Devotional/Discussion THought of the Day:
23 ‘Everything is permissible’; maybe so, but not everything does good. True, everything is permissible, but not everything builds people up. 1 Corinthians 10:23 (NJB)
11 Some of you used to be of that kind: but you have been washed clean, you have been sanctified, and you have been justified in the name of the Lord Jesus Christ and through the Spirit of our God. 12 ‘For me everything is permissible’; maybe, but not everything does good. True, for me everything is permissible, but I am determined not to be dominated by anything. 1 Corinthians 6:11-12 (NJB)

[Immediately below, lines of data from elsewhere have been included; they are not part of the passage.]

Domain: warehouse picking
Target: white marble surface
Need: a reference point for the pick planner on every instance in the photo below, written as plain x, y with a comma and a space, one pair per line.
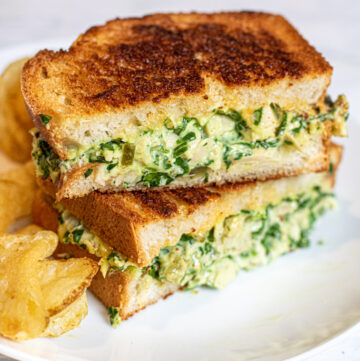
333, 27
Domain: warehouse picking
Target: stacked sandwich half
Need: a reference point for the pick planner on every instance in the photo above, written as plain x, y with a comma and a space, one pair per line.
178, 149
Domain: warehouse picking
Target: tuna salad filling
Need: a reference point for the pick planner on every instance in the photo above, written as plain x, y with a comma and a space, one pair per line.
193, 146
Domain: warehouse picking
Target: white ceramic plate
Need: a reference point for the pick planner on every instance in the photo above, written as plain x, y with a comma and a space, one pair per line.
293, 307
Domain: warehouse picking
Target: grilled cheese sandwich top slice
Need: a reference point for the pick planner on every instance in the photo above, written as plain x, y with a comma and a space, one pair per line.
179, 100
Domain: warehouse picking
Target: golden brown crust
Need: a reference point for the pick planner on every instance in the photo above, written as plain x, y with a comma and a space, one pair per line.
131, 61
137, 224
114, 289
150, 58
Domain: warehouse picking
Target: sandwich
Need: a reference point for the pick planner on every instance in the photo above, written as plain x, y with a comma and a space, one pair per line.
180, 100
151, 244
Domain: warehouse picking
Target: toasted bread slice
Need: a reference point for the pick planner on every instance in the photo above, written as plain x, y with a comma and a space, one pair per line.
139, 224
118, 289
131, 76
129, 72
132, 290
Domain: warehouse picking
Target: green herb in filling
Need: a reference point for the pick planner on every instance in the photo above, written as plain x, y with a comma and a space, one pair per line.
45, 119
258, 116
88, 172
194, 147
114, 316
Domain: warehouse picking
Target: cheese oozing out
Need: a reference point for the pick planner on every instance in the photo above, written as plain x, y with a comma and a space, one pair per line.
245, 240
194, 146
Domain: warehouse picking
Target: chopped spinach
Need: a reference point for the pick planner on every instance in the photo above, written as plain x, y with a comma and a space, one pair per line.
45, 119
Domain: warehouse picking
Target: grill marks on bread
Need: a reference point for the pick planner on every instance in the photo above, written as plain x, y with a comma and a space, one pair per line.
128, 61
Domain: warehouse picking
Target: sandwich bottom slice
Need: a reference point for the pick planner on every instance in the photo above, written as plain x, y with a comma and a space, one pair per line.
250, 238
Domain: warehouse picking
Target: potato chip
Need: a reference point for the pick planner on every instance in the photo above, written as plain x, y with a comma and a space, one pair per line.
17, 191
67, 319
29, 229
15, 121
23, 313
63, 281
39, 296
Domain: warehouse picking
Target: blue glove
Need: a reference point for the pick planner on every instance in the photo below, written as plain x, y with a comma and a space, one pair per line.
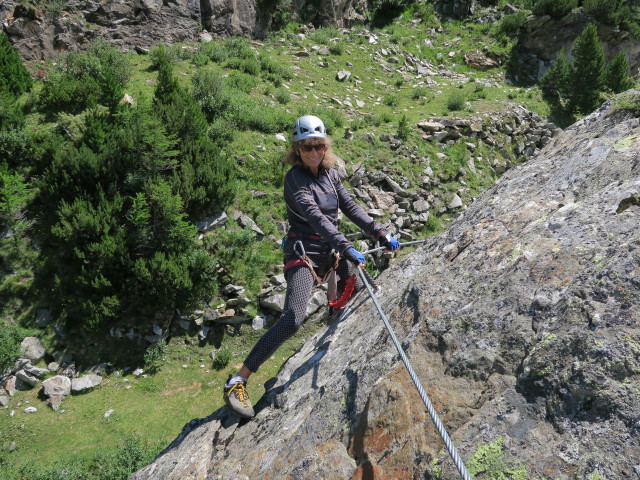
389, 242
354, 256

117 “What do I have to do to maintain my love for God and make it increase?” you asked me, fired with enthusiasm. Leave the “old man” behind, my son, and cheerfully give up things which are good in themselves but hinder your detachment from your ego… You have to repeat constantly and with deeds, “Here I am, Lord, ready to do whatever you want.” (1)
For those unfamiliar with the terms in this devotion, please feel free to ask me to define them, if I don’t do so enough to explain them. This topic is a valuable one… and I would hope I explain it okay.
In regards to God’s law, there are basically three ways it is active in this world.
The First Use of God’s Law is what we call “civil use”, that is, the law of God which is seen in natural revelation, and is seen in its basic form in all cultures, and in all religions and a-religions. Example, pre-meditated murder is wrong in almost every culture. Some cultures make exceptions like abortion, euthanasia or the killing of enemies can be seen, but the basic idea, “Thou Shall Not Murder” is universally recognized.
The Second Use of God’s Law is found in both general (natural) revelation and specific revelation. It shows us that breaking these laws results in brokenness that is beyond our scope to heal. We need a deliverer, a savior, a healer, a Way out of the debt we have got into, a way to make reparation. God’s revelation of Himself, what we call the Bible, provides that way to freedom.
It is the Third Use of God’s law that confuses people. How does God’s law work in regards to those who have been washed cleaned, made holy, counted as right in the eyes of God? does it have any force, any effect? It was fulfilled in Christ Jesus, and St. Paul tells us it cannot be used to condemn us. So how does God’s law apply to the people of God? How should a Christian think of it? Or maybe more simply, how does someone who is God’s child behave?
Some would have us pay it no heed, since it’s power over us was broken at the cross. Some would have us enslaved to it again, mandating that we fulfill every single letter, if we are to be completely “faithful”. The latter would allow people to sin at will, the others create a system filled with guilt and shame. Both lead to hypocrisy and condescending pharisaical attitudes. Often these two options go against each other, theological treatises point out the other’s errors.
It isn’t rocket science folks.
Scripture is pretty clear about it. Look at the two Bible passages in red above. They set a pretty simple standard, even as they recognize the freedom we have, having been cleansed by Jesus.
Look at what will benefit your life? Look at what builds up, what does good.
Which means we have to have some standard of determining what is good, what is beneficial, what builds people up.
Look to Christ, there is your answer. Look to the love He shows you, the course He reveals in the scriptures that reveal Him. Look deeply into how He fulfilled the law, by loving YOU. By sacrificing all He was, so that you could be God’s child. Look at the kind of life you would live, if you followed Him, if you sought Him in every relationship, in every moment. he’s defined that in His law of love, in the example of His life which fulfilled it.
That is how to have a good life. Simply do what is best… and ask God to help you see that as you walk with Him.
His law? It helps draw a picture of it, but it isn’t the life. The law indicates what a life lived in a relationship to God would look like…..it maps the journey we walk with the Spirit dwelling with us.
So walk with Him… and enjoy the journey!
Escriva, Josemaria (2011-01-31). The Forge (Kindle Locations 614-617). Scepter Publishers. Kindle Edition.